Demikian diungkapkan Kepala Kantor Kemenag (Kementerian Agama) Kabupaten Jombang Muhajir, Selasa (23/1/2024). “Hingga Senin 22 Januari 2024 kemarin yang melakukan pelunasan sebanyak 207 CJH,” ujar Muhajir ketika dikonformasi beritajatim.com.
Muhajir menjelaskan, sesuai data yang diterima dari Kemenag RI, jumlah CJH yang berhak melakukan pelunasan ada 1.440 orang. Dengan rincian, jemaah reguler 1.084, CJH lansia 39 orang, CJH kuota cadangan 317 orang.
Muhajir menjelaskan, CJH Jombang yang sudah masuk porsi sudah datang ke bank penerima setoran. Namun karena istitoah (kemampuan jamaah haji dari segi kesehatan) CJH belum terinput di sistem sehingga nama mereka belum muncul. “Ada yang belum bisa melunasi karena terkendala sistem di istitha’ah-nya,” ujarnya.
Atas kendala itu, ia meminta para CJH untuk bersabar menunggu perkembangan informasi terkait pelunasan CJH. “Jadwal pelunasan biaya haji tahap pertama akan berakhir di 12 Februari mendatang,” lanjut Muhajir.
Bagaimana jika sampai jadwal pelunasan tahap 1 berakhir mereka belum melunasi? Muhajir mengatakan, masih ada tahap II yang dibuka khusus bagi beberapa kriteria salah satu karena CJH yang belum bisa melunasi karena gagal sistem. “Yang sudah mendapat surat istitoah sampai tanggal 23 januari 2024 sebanyak 557 CJH,” urainya.
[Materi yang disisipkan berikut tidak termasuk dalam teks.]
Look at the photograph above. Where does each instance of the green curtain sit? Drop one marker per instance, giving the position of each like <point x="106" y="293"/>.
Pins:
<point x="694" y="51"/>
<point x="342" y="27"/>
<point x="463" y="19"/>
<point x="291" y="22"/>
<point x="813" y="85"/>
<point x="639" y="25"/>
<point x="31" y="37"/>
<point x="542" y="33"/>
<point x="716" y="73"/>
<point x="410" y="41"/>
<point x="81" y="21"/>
Muhajir mengungkapkan, pelunasan biaya haji tahap pertama untuk CJH 2024 embarkasi Surabaya sebesar Rp60. 526.334. Artinya, ketika jemaah sudah punya tabungan awal atau setoran awal sebesar Rp25.000.000, maka mereka harus melakukan pelunasan biaya haji sebesar Rp35.526.334.
“Sekali lagi, hingga hari ini yang sudah melakukan pelunasan Bipih di Kabupaten Jombang sebanyak 207 CJH. Sedangkan yang sudah mendapatkan surat istitoah 557 CJH,” pungkas Muhajir. [suf]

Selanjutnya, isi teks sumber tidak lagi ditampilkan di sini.